Siamo di fronte a due modi di guardare al futuro. Se la cultura pubblica internazionale si muove in base a un individualismo chiuso su se stesso, porterà a conseguenze sociali delle quali è giusto essere preoccupati. Negli ultimi anni è cresciuto l’attivismo di chi vuol far percepire normale ciò che non lo è. Il criterio etico è desunto non dalla natura, ma dalle convenzioni sociali condivise dalla maggioranza. Questo indifferentismo etico può portarci a conseguenze disastrose. La questione dell’orientamento sessuale è diventata un simbolo, ma non è in se stessa la questione centrale. In gioco c’è un modo di concepire la vita, di pensare la civiltà e il bene della convivenza sociale.

Nell’agone politico di molti Paesi i cosiddetti “temi etici” hanno preso il posto delle dispute sull’economia. Perché secondo lei?

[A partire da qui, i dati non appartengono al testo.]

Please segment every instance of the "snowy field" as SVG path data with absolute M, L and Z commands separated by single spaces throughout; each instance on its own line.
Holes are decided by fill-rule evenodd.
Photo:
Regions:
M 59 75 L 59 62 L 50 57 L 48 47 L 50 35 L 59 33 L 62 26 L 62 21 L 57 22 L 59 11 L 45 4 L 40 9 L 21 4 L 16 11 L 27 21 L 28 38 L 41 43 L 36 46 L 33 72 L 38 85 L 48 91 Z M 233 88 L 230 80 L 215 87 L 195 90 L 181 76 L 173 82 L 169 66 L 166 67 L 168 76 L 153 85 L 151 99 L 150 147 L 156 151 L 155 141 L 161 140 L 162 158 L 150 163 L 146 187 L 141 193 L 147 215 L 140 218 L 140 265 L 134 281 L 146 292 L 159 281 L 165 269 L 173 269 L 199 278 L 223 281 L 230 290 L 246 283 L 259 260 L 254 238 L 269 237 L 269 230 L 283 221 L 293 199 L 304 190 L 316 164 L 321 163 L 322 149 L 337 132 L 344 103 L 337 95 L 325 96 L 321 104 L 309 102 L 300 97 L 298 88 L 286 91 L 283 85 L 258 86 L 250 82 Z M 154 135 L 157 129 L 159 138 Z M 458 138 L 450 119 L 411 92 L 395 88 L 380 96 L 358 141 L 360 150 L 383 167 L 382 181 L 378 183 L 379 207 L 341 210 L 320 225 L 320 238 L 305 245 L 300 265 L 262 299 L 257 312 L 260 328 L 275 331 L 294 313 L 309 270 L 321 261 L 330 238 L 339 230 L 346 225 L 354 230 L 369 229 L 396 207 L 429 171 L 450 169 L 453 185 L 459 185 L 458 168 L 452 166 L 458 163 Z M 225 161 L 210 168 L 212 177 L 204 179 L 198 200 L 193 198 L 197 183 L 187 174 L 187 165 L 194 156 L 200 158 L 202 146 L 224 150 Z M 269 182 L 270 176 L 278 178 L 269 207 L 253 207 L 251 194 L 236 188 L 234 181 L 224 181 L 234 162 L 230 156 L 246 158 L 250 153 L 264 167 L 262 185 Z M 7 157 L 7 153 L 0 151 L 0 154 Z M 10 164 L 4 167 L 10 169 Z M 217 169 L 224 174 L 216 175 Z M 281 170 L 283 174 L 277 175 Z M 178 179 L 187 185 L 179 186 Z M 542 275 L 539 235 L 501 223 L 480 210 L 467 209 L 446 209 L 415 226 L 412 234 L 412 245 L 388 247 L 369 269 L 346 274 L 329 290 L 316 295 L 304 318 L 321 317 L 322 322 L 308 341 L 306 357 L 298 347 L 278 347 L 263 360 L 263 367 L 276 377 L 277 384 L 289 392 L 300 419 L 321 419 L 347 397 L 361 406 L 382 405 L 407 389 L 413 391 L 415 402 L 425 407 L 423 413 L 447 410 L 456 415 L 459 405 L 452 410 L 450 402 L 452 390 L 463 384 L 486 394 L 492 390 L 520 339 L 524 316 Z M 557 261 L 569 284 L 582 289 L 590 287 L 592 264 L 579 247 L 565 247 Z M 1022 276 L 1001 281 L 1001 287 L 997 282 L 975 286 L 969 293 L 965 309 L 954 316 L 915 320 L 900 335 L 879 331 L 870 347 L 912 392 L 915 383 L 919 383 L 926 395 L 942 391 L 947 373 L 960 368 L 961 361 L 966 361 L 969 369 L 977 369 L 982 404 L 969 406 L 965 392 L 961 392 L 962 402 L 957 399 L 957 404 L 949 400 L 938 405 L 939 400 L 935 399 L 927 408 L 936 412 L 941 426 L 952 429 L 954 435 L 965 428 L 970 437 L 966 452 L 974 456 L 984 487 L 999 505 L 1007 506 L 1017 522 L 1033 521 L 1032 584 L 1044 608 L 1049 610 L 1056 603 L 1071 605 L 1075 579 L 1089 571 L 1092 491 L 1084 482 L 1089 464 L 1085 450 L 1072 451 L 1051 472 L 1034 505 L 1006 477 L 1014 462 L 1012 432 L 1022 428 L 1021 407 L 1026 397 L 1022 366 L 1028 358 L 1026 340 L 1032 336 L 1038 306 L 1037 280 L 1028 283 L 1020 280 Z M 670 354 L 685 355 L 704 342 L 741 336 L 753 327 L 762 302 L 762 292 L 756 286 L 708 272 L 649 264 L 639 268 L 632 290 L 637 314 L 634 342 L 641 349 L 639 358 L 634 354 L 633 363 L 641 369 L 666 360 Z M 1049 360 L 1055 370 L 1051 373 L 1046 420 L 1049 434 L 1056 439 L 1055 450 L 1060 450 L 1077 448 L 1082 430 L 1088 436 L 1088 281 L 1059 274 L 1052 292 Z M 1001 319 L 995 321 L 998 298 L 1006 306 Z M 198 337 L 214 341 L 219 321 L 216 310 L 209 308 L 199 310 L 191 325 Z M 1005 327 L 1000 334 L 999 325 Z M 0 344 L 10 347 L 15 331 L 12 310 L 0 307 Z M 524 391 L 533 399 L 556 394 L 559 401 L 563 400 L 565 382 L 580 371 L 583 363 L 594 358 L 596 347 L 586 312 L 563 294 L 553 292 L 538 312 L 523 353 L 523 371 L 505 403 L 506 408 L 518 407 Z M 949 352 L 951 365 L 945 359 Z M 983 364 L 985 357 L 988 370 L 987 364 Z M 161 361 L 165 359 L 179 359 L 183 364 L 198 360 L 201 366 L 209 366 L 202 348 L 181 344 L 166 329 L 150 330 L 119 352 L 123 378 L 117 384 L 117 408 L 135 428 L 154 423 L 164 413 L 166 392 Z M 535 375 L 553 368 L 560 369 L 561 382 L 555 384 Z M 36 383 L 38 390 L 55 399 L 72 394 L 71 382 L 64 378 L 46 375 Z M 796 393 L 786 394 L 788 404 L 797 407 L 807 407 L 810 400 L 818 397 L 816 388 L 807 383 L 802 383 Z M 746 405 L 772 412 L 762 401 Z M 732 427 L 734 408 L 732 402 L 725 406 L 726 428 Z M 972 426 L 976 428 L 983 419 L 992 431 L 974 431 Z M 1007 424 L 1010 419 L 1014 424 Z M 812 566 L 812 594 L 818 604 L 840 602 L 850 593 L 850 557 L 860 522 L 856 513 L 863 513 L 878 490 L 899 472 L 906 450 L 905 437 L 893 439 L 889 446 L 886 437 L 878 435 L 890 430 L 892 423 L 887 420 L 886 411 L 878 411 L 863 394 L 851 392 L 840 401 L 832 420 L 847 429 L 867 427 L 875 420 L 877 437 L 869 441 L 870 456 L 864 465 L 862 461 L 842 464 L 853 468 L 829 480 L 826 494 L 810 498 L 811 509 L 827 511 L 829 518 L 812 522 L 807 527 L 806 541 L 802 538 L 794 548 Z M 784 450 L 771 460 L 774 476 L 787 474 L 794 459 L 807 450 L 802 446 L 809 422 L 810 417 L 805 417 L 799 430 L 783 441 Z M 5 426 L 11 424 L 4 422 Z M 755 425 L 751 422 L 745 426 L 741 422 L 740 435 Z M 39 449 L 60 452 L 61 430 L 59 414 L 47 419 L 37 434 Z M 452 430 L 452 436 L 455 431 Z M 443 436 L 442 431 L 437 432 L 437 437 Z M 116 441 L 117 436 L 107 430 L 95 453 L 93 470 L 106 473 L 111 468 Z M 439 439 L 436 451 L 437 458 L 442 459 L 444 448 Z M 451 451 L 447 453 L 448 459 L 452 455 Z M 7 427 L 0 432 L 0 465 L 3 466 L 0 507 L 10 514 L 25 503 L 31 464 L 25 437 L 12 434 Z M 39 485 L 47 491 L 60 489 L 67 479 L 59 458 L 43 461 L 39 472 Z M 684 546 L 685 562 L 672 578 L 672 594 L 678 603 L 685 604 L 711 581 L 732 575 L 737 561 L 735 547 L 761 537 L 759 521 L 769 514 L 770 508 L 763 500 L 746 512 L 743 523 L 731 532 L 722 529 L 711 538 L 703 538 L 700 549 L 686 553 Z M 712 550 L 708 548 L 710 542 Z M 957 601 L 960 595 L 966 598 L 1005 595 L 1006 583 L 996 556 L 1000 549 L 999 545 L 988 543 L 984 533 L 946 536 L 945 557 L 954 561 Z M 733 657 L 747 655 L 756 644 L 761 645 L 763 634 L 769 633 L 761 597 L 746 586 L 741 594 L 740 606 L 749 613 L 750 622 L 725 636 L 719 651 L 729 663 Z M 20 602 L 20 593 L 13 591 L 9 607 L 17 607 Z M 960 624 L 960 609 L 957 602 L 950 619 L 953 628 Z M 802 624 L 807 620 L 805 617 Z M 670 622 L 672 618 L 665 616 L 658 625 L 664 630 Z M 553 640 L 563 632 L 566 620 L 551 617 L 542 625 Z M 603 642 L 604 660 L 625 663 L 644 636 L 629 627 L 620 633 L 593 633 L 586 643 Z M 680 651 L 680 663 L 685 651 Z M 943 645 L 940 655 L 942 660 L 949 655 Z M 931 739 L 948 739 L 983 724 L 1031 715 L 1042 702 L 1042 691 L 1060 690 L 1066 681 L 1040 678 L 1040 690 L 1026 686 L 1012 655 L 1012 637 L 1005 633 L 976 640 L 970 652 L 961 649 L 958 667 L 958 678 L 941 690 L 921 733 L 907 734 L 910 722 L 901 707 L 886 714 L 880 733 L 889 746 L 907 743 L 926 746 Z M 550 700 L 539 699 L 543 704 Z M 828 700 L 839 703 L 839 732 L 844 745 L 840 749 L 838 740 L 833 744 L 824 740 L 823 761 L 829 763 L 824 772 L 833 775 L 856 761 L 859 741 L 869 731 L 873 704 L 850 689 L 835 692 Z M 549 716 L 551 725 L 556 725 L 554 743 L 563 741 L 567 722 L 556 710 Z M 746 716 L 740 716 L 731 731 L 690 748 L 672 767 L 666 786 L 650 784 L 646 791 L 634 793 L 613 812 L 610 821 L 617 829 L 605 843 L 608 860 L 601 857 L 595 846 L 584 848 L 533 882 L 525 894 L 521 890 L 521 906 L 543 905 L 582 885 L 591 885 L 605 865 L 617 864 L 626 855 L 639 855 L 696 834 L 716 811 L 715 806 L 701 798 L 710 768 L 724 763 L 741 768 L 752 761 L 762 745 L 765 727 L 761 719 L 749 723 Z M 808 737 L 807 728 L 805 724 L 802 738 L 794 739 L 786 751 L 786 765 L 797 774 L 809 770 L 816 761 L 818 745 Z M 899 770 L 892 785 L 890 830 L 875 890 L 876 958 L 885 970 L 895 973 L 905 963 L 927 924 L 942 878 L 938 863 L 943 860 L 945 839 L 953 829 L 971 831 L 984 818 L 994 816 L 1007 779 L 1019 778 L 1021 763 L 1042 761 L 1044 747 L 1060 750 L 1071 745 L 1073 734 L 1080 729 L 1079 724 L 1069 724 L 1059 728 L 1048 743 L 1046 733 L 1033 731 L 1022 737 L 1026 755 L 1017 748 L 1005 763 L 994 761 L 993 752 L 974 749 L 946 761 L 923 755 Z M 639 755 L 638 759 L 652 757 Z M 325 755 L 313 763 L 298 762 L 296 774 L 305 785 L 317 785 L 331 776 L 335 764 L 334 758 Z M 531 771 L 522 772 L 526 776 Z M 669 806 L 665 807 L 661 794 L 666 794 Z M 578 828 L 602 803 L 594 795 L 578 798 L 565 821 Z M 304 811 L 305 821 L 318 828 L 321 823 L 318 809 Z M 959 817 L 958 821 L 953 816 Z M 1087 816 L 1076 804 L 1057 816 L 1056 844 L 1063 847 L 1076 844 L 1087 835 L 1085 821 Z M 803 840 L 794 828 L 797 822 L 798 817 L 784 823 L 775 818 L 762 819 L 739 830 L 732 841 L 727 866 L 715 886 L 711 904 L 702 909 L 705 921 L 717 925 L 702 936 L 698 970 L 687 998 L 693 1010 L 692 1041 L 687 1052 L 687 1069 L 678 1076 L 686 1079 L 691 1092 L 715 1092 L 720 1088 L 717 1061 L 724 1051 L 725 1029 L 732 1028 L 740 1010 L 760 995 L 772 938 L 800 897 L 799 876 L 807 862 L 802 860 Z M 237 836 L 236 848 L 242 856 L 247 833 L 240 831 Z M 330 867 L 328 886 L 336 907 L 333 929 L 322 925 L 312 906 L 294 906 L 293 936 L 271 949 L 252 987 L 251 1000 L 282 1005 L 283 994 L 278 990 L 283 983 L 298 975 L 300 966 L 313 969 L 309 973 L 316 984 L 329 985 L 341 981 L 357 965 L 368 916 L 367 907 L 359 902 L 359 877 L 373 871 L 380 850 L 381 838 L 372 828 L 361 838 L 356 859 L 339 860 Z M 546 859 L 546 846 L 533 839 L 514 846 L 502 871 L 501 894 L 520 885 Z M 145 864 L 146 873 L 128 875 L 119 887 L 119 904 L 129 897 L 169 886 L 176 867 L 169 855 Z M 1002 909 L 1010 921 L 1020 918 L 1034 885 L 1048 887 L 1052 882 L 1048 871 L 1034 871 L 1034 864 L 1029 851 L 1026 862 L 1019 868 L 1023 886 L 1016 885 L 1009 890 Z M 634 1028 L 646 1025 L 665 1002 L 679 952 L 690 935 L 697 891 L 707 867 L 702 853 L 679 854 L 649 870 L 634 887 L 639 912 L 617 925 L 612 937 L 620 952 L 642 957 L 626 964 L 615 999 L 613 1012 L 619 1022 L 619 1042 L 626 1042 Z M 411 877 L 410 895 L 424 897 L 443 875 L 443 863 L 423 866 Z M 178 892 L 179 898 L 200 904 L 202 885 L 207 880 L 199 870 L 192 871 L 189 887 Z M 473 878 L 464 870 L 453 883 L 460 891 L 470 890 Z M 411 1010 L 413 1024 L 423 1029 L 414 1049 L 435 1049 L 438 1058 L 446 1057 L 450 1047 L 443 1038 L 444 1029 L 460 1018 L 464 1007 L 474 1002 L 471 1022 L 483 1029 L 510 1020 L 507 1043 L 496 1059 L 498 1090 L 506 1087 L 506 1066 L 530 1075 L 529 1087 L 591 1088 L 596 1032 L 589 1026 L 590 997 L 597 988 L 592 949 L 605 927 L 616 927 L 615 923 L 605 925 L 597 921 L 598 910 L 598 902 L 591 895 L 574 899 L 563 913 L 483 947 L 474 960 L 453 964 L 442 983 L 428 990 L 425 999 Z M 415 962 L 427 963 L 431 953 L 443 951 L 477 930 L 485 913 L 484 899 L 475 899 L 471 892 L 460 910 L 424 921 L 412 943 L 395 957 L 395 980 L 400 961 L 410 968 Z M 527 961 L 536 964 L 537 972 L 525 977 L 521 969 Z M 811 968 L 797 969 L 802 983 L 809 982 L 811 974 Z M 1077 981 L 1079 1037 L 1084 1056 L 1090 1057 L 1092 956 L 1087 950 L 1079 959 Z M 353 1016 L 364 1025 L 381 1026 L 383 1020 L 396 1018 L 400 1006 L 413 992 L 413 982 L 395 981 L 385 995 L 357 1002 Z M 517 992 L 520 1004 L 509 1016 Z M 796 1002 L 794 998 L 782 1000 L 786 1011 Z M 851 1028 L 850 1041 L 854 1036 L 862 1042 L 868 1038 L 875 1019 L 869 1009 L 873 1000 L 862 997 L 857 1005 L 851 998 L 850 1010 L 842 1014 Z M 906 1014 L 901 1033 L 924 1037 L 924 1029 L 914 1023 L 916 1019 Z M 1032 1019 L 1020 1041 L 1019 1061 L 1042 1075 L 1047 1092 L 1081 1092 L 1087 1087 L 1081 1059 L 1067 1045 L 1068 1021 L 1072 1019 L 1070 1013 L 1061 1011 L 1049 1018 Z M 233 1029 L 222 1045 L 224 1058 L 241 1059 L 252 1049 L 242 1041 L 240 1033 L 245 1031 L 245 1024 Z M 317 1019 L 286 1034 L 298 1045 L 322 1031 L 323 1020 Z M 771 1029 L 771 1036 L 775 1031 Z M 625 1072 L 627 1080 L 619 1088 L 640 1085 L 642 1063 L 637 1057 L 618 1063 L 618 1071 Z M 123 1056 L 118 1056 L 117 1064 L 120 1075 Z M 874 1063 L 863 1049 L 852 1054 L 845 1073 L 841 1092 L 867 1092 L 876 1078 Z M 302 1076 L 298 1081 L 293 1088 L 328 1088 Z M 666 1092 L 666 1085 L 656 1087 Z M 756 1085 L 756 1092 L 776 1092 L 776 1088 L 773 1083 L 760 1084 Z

L’origine io la vedo nella Woodstock philosophy nata negli anni Sessanta. Allora la protesta non si articolò più in funzione della giustizia sociale, ma sulla soddisfazione emotiva del singolo. Il baricentro si spostò da una preoccupazione comunitaria a una strettamente personale. Si iniziò ad affermare una libertà totale, che rendeva l’individuo sempre più padrone di se stesso. Con la fine della Guerra fredda oggi vediamo che le ideologie del Novecento non riescono a esprimere una reale proposta sociale e ci troviamo di fronte a un paradosso. Il pensiero di Woodstock, nato da un rifiuto della dimensione sociale della persona, oggi genera delle istanze a livello sociale.

Qual è il compito della Chiesa in questo dibattito?
La Chiesa deve continuare ad annunciare il Vangelo. Noi dobbiamo riaffermare in modo libero e disinteressato qual è la natura umana. Dobbiamo ridire che l’uomo non si realizza soltanto nella soddisfazione dei suoi desideri biologici ed emotivi. Occorre farlo vedere con la nostra vita. Ci troviamo in un momento in cui la testimonianza cristiana si trova quasi da capo. Al punto di partenza.